How can documentary filmmaking shape how the world sees Nigeria today?
Documentary filmmaking can complicate the image of Nigeria in the best possible way. Too often, the country is reduced to extremes: crisis on one hand, spectacle on the other. Documentary allows us to go deeper. It allows us to show lives as they are actually lived.
It can help the world see Nigeria not as a headline, but as a place of real people, layered histories, and evolving realities. And just as importantly, it can help Nigerians see ourselves more clearly, too. Documentary is not only outward-facing; it is also a mirror.
What is one misconception people have about documentary filmmaking, and what has been your most difficult production experience so far?

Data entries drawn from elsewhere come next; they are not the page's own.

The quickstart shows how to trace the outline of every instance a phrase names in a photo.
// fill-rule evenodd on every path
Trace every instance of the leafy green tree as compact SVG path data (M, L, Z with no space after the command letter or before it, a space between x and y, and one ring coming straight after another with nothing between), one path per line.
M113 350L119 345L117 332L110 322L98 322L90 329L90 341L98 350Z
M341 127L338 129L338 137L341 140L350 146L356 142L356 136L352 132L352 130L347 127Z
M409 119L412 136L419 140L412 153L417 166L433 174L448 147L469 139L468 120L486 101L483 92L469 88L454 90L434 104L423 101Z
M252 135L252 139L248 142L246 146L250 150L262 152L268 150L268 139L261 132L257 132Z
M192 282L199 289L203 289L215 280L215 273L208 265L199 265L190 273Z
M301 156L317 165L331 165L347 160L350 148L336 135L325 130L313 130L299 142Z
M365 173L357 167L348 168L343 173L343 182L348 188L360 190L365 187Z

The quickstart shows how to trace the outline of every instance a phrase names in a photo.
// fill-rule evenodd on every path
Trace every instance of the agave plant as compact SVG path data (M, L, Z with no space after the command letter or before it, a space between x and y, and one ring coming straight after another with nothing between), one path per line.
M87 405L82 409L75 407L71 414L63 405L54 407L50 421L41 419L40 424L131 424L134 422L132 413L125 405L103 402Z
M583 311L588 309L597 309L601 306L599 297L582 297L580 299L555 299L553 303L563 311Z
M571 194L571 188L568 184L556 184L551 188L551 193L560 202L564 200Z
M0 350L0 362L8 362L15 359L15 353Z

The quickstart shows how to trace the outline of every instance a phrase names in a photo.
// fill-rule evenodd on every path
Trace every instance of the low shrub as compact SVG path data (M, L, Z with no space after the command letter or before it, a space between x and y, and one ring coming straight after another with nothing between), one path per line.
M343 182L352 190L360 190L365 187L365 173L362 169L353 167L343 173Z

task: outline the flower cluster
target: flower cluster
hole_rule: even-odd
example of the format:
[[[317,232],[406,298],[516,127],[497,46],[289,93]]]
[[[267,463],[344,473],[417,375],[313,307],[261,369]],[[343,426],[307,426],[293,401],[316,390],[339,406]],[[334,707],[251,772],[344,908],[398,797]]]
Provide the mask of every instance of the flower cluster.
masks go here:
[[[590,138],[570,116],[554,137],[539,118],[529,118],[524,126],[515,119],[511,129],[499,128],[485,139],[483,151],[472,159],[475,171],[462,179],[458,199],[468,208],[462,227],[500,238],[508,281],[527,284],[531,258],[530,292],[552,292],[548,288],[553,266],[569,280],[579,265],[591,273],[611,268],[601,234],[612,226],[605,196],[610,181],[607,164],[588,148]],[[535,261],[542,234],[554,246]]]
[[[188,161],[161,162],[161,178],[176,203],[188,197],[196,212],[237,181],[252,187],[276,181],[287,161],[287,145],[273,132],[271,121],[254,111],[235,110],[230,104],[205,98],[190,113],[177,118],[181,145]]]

One big misconception is that documentaries are simply about pointing a camera at real life and recording what happens. In truth, documentary filmmaking demands an enormous amount of intention, research, structure, ethics, trust-building, patience, and editorial clarity. It is not passive observation. It is a deeply active form of storytelling.
As for difficult experiences, the hardest productions are usually the ones involving vulnerable people and emotionally charged realities. Those stories ask more of you. They test not only your technical ability, but your judgment, your stamina, and your humanity.
How do you earn the trust of your subjects, especially when dealing with sensitive stories?
Trust is earned slowly. There is no shortcut. It begins with respect; being present, listening carefully, being transparent about your intentions, and allowing people to feel your humanity before they feel your camera.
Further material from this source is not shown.